Abstract
TRADITIONAL AND MODERN ASPECTS OF İSTANBUL IN HALİDE EDİB’S NOVELS
That the cities begin to lose their identities, traditions and cultures in the last period of the Ottoman Empire is almost simultaneous with the attempts towards Westernization/modernization. Both Ottoman and Republican modernization affects particularly the social life in Istanbul directly. The effect of modernization attempts on life in Istanbul has also been the subject of many literary works written since the Tanzimat.
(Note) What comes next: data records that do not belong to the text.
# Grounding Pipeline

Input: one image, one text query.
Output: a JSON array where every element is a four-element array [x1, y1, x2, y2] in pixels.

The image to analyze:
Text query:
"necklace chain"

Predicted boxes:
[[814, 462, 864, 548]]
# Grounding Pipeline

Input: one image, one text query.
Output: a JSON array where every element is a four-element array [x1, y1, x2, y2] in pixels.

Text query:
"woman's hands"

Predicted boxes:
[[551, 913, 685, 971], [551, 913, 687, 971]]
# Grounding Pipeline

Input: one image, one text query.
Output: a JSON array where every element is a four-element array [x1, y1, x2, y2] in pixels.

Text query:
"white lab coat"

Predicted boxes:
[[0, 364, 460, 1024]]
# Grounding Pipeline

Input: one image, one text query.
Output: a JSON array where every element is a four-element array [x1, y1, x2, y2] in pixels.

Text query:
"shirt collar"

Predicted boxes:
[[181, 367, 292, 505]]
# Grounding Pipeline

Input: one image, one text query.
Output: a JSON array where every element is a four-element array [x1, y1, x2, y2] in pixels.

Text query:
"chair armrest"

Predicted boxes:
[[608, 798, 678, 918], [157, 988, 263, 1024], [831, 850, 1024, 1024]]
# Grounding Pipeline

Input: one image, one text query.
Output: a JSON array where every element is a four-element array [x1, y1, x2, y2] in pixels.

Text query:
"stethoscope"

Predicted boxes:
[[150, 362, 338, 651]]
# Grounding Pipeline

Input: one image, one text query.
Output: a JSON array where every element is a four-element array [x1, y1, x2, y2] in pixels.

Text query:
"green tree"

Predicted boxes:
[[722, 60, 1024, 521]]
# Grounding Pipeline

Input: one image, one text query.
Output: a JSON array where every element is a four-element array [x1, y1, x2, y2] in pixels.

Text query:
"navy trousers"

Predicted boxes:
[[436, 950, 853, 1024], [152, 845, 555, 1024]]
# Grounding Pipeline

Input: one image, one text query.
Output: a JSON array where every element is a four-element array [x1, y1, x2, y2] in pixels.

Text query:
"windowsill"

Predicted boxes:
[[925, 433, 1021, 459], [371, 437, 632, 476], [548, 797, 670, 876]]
Having constructed the cases in her novels in Istanbul generally, Halide Edib Adıvar addresses the impact of socio-cultural and economic changes on place, particularly upon Westernization, as in many of the Tanzimat and early Republican novels. Transferring the socio-cultural changes in Istanbul to the fiction in the context of both moving away from cultural values and destroying the civilization reserves of the city, the author interprets the disembodying of the architecture and cultural elements, which constitute the dynamics of the city, within the framework of an imitative Westernization.
In this article, the relationship between city and identity, culture, civilization belonging and Westernization will be examined in a sociological perspective in Halide Edib’s novels.
Keywords
Halide Edib, İstanbul, tradition, Westernization, culture, civilization.